Immunology: mRNA vaccines slightly less effective against some SARS-CoV-2 variants

The neutralizing activity of the Moderna and Pfizer-BioNTech mRNA vaccines against SARS-CoV-2 is reduced by a small margin against the variants N501Y (a mutation prevalent in the United Kingdom and South Africa), E484K and the combination K417N:E484K:N501Y. The findings, based on a study of 20 individuals, suggest that these vaccines may need to be updated periodically to avoid potential loss of clinical efficacy. The research is published online in Nature.

To investigate the response of antibodies and memory B cells — immune cells that remain in the body after infection and can rapidly proliferate and generate antibodies against SARS-CoV-2 upon reinfection — to mRNA vaccination, Michel Nussenzweig and colleagues collected blood samples from 20 individuals who had received two doses of either the Moderna mRNA-1273 vaccine (14 people) or the Pfizer-BioNTech BNT162b2 vaccine (6 people). The authors found that the vaccines led to the production of neutralizing antibodies, which targeted the same epitopes on the receptor binding domain of SARS-CoV-2 as those produced as a result of natural infection. They also observed that individuals immunized with either of the two vaccines produced closely related and nearly identical antibodies.
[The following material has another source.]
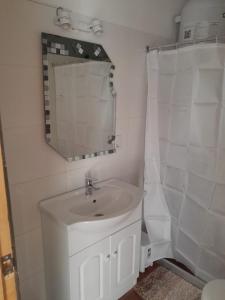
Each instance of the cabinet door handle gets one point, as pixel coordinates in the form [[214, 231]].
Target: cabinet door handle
[[107, 258], [115, 253]]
To determine whether blood plasma from the vaccinated individuals could neutralize circulating variants of SARS-CoV-2, the authors tested plasma samples against retroviruses that had been modified to express one of ten mutant forms of the SARS-CoV-2 spike protein. These included the receptor binding domain mutations N501Y, E484K and K417N, and a combination of all three. The authors found that there was a one- to three-fold decrease in neutralizing activity against the E484K, N501Y and K417N:E484K:N501Y variants. Fourteen of the 17 most potent monoclonal antibodies tested showed reduced neutralization of the N501Y, E484K and K417N variants.

Whether neutralizing antibodies against other epitopes not found in the receptor binding domain are elicited by these vaccines remains to be determined, the authors note. However, they conclude that the vaccines may need to be updated and immunity monitored in order to compensate for the evolution of the virus.